His fellow Arizonan David Schweikert did the same thing, backing Trump on Iran despite his own past war-powers stance. Both men now want to be Arizona's next governor. Both had a chance to defend Congress's role in deciding whether Americans go to war — and both handed it away.
Susan Collins voted no only when it was too late
Susan Collins wants Mainers to think of her as a moderate. Her record on the Iran war tells a different story.
When Trump launched the airstrikes, Collins sided with him. She voted against multiple attempts to stop the war, saying they would "send the wrong message to Iran and our troops." The War Powers Act gives Congress 60 days to end a war the president started without approval. For all 60 of those days, Collins helped block every effort to restore Congress's authority.
Then, only after the 60-day deadline passed on April 30, she finally voted to end the war. But by then it didn't matter — the resolution failed 47-50, and the war ground on. This is her whole playbook: vote no when the outcome is already decided, so she can look independent while changing nothing.

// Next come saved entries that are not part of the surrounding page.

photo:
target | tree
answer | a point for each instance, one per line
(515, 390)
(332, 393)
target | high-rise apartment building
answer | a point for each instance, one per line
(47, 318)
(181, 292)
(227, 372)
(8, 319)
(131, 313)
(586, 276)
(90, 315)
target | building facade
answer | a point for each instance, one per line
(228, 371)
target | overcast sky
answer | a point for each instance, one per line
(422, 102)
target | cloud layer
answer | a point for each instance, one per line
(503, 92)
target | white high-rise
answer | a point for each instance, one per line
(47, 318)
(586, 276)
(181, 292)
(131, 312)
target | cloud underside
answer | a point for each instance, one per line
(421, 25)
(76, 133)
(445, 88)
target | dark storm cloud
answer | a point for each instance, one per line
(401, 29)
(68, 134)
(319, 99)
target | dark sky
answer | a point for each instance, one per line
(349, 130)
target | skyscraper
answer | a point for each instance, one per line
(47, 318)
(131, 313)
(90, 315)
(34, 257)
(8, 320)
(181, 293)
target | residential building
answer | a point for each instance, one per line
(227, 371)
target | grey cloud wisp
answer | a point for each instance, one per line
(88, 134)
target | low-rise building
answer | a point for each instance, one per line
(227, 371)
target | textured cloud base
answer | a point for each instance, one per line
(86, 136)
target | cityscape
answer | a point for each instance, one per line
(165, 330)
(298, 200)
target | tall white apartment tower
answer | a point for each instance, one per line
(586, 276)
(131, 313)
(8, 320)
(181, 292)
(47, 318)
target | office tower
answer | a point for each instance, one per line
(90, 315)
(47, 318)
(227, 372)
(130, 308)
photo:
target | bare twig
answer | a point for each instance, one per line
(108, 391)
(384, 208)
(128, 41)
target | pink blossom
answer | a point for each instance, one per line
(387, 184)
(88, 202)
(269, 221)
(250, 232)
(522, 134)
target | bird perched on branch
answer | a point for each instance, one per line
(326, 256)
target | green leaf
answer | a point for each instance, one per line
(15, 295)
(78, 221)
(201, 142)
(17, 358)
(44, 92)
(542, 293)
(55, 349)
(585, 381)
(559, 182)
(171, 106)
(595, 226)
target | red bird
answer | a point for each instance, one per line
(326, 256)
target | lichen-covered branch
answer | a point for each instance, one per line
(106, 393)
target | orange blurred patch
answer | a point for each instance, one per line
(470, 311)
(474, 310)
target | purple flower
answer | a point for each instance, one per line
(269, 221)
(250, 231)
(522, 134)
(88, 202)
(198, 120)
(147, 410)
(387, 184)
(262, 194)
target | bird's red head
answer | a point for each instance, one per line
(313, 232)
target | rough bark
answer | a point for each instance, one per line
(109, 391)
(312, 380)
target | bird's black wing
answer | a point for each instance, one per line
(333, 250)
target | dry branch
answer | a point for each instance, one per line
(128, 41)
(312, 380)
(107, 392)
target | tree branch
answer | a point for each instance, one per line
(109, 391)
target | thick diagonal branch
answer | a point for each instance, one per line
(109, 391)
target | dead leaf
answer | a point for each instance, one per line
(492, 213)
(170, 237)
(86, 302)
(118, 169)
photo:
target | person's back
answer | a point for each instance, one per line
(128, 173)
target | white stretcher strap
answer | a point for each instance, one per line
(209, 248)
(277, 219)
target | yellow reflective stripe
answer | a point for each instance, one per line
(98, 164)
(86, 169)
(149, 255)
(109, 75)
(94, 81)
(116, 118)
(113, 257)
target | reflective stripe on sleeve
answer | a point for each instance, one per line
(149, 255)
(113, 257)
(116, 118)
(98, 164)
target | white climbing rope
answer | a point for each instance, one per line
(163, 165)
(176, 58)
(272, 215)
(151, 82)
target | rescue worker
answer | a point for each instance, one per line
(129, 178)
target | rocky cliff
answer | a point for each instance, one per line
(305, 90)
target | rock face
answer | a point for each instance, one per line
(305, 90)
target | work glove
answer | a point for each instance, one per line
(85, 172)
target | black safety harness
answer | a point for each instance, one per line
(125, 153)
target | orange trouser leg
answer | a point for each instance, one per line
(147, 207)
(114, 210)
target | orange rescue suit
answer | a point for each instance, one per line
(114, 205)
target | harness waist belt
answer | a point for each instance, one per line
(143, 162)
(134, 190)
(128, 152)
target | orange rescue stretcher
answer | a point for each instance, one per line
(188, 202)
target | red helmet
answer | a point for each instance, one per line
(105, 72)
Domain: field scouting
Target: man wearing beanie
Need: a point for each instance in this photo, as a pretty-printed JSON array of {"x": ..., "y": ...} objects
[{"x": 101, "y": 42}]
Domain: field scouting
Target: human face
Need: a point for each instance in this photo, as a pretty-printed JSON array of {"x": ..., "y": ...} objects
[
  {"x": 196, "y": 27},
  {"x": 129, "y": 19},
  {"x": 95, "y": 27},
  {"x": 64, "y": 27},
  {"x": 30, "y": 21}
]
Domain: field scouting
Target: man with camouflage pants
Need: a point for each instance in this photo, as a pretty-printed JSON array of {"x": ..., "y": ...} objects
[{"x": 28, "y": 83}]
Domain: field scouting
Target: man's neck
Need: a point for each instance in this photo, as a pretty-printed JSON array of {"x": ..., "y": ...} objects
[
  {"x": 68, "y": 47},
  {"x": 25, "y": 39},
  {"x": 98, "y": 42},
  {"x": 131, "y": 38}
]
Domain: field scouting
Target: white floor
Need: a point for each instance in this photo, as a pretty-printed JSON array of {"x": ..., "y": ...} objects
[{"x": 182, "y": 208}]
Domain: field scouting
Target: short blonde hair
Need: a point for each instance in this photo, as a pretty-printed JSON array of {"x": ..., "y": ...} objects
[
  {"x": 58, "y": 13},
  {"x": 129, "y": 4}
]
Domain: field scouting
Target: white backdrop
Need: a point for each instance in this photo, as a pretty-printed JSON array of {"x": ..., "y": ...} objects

Max Miller wanted a "parking lot"
Ohio's Max Miller didn't bother with careful diplomatic language. Speaking about Palestinian territory after the October 2023 Hamas attack, Miller said flatly that "we're going to turn that into a parking lot." That is the mindset of a man who sees a wider Middle East war not as a catastrophe to be avoided, but as an outcome to be welcomed — and he brought it with him to every Iran vote.
Jon Husted rubber-stamped the war for Ohio
Ohio's junior senator, Jon Husted, joined his colleague in voting down the Iran War Powers Resolution. Faced with a straightforward question — should Congress get a say before the country stays at war? — Husted's answer was no. He'd rather hand that power to the president than exercise it on behalf of the Ohioans who elected him.
Bryan Steil made Wisconsin pay twice
Wisconsin's Bryan Steil voted to rubber-stamp what critics called a "reckless war of choice in Iran" — and did it while his constituents were watching their costs climb. Wisconsinites got a war they never voted for and higher prices to go with it. Steil signed off on both.
The pattern is the point
None of this is an accident, and none of it is one bad senator or one rogue representative. It's a party that talks endlessly about the Constitution and then abandons it the moment defending it would mean crossing Donald Trump. They lecture us about limited government while handing the president unlimited power to wage war. They warn about the national debt while sending the price of a gallon of gas through the roof.
War is the most serious decision a government can make. It costs lives, and it costs money, and the Constitution deliberately made it hard to do alone. These Republicans made it easy. In 2026, we get to decide whether they keep the power to do it again.